Comme souvent Auster s'embarque dans la narration d'un autre récit dans le récit, dans la construction d'une histoire parallèle - celle de Thomas Effing ou de Salomon Barber - pour décontenancer le lecteur, brouiller les pistes, pour mieux retomber sur ses pieds à la fin.
C'est l'occasion pour l'auteur de donner une envergure plus philosophique à son récit. Il se penche ainsi sur le sens du Destin - peut-être doit-on même parler de prédestination ou malédiction, comme si tout était déjà écrit et que le clan Barber devait trébucher sans cesse sur la même pierre -, sur le sens de la Beauté - Effing, seul dans sa grotte, perdu dans le désert, dessine, peint, écrit avec une liberté qu'il n'aurait jamais pu expérimenter s'il avait été confronté au regard des autres -.
Pour parvenir à cet état de lucidité, comme souvent les personnages d'Auster sont confrontés à des situations extrêmes, ils sont au bout du gouffre, touchent de près la mort, connaissent - parfois s'imposent - la douleur physique et morale à la façon d'une expérience mystique, ils côtoient la folie.
Moon Palace est aussi un roman sur l'errance et la solitude, celles de Fogg - notons le choix du patronyme en hommage au Fogg de
Jules Verne -. le voyage qu'il entame au plus profond de lui est multiple. Il se fait d'abord à travers la lecture des livres de son oncle dans son appartement qui rappelle la caverne d'Ali Baba, puis en errant dans les rues de New York ou dans la nature recomposée de Central Park, et enfin à travers la recomposition du puzzle grâce aux rencontres qu'il effectue.

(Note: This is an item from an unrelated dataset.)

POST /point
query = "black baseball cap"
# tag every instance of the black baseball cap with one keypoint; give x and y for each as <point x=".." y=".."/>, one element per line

Finalement, tous les éléments de sa vie en main, fauché - il se fait voler l'argent que lui lègue Barber -, orphelin à nouveau - de père cette fois-ci -, il traverse à pied l'Amérique vers l'Ouest, vers le bout du continent, la fin du monde ; chaque pas le construit un peu plus.
L'auteur semble nous dire que l'homme doit s'éloigner de la civilisation pour s'accomplir, que la société corrompt son accomplissement ontologique. Il recrée d'ailleurs à travers l'errance de Fogg et le roman de Barber, le sang de Képler, dont il rapporte l'argument, un clin d'œil au mythe du bon sauvage de Rousseau.
Moon Palace - du nom du restaurant chinois dont Fogg observait l'enseigne de sa fenêtre - fait partie des grands romans de
Paul Auster, un récit intrigant placé sous le signe de la lune - les coïncidences et parallèles avec le terme moon et son évocation sont nombreuses -.
C'est à la fois un roman d'aventures, un roman initiatique mais aussi un livre qui développe une dimension à la fois humaniste et existentialiste.
L'écriture fluide, l'utilisation singulière du traitement de la temporalité, les nombreuses références culturelles - littérature, peinture, sciences, architecture... -, l'ambition philosophique du récit, la construction particulière - très austerienne - des personnages, les rebondissements permanents et les digressions narratives sont quelques uns des arguments qui font de
Moon Palace un beau moment de lecture.
Le
Paul Auster 1989 est un très bon cru que nous conseillons vivement.